Za nami ponad 8000 km w 17 dni (2,5 tygodnia).
Co tu dużo pisać. O tym co nam najbardziej doskwierało piszemy najmniej. Nasze cztery litery dawały się już we znaki.

Boski-Kolasek
10.10.2012, 02:04
Dawaj Glazio Team!!!!!!!!!!

Głazio
15.10.2012, 09:31
Sorki za przerwę w relacji - spowodowana krótkim wypadem motocyklowym do Słowacji i Czech.
Kontynuuję :-)

Masakra ... ?

Blacha w deszczu do tego na zakręcie i na moście była niespodzianką inni nazwą to atrakcją. Tylne koło wyprzedzało przednie.
100 pytań do ...
Kłaść motocykl czy nie?
Chwila szybkich decyzji w przeciągu 2-3 sekund.
Jak położę maszynę to i tak uderzymy w skalną ścianę. Nawet sunąc się po drodze nie zmienimy kierunku jazdy.
Spotkanie ze ścianą - nie uniknione. Prawie szorujemy po podłożu lewym kufrem.
Koniec mostu. Jeszcze na kołach. Jest już asfalt.
Muszę spróbować.
Może uda się uniknąć zderzenia ze ścianą.
Odrobina zimnej krwi, dodany gaz i wychodzimy cało. Chwilę nami porzucało. Utrzymałem wibrującą raz w lewo raz w prawo kierownicę. Jesteśmy na drodze.
W jednej chwili tyle emocji. Śmierć w oczach. Z jednej strony ściana z drugiej przepaść. Przegrzane zwoje szarych komórek. Odrobina wysiłku fizycznego. Opanowanie kierownicy. Ujarzmienie żółtego kolosa.

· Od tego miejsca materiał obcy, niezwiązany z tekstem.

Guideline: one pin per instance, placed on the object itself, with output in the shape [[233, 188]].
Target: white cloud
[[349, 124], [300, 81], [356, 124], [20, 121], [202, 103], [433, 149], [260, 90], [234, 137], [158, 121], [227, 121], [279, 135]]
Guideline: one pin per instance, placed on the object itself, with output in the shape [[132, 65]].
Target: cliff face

Toczymy się dalej. Trudno wyczuć jak mogło się to wszystko zakończyć.

To było najbardziej niebezpieczne zajście na naszym wyjeździe.

Do Batumi jedziemy w ciągłym w deszczu.
Batumi - miejscami kompletnie sucho a miejscami pada. Tradycyjnie przez rok skończyli budynki, które nie były skończone a w międzyczasie powstało parę nowych. Oświetlone co się da - nawet przydrożne palmy.
Zajeżdżamy do naszych starych znajomych. Piwo, chaczapuri i po przejściach kolejnego dnia spanie.

Dzień 19 (Batumi)
Pranie, pokazywanie zdjęć i filmów z poprzednich pobytów w Gruzji (2010/2011).
http://www.radiator-mototurystyka.pl/images/fbfiles/images/P1150657.JPG

Leniuchowanie. Liczyliśmy na słońce i plażę. Pogoda niepewna. Deszcz ciągle wisi w powietrzu. Zamiast na plażę idziemy z wizytą do kolejnego znajomego Paata. Pogoda w kratkę - pada i przestaje. W naszym ulubionym lokalu zmienił się browar i coś w składzie chaczapuri. Tym razem nie było tak smaczne jak wcześniej. Piwo Zegari nie umywa się do Batumskiego. Zresztą to kwestia indywidualnych smaków.
Wieczorem nasze dłuższe wersje filmowe Gruzja 2010 i 2011 zrobiły niesamowitą furorę. Otrzymujemy pochwały, prezenty, pomarańcze i cytryny prosto z sadów i to co najbardziej bezcenne - zadowolenie na twarzach Gruzinów i duma z piękna ich kraju, który większość z nich zna tylko z opowieści.
Po obejrzeniu zdjęć i filmów komentarze, że zrobiliśmy Gruzji wspaniałą reklamę ich kraju. To dodało nam tylko otuchy.

Dzień 20 (Batumi)
Poranna kawa. Wyjazd na miasto w poszukiwaniu internetu. Nasz pierwszy wpis z wyjazdu. Zwiedzanie. Powrót. Pogoda dalej w kratkę. Moczymy nogi w Morzu Czarnym. Woda ciepła jednak warunki nie sprzyjają wylegiwaniu się na plaży.
Wracamy, pakujemy się i w drogę w stronę Turcji. Wyruszamy ok. godz. 15.00.
Tym razem chcemy zwiedzić Turcję a nie tylko przejechać podziwiając tylko to co po drodze.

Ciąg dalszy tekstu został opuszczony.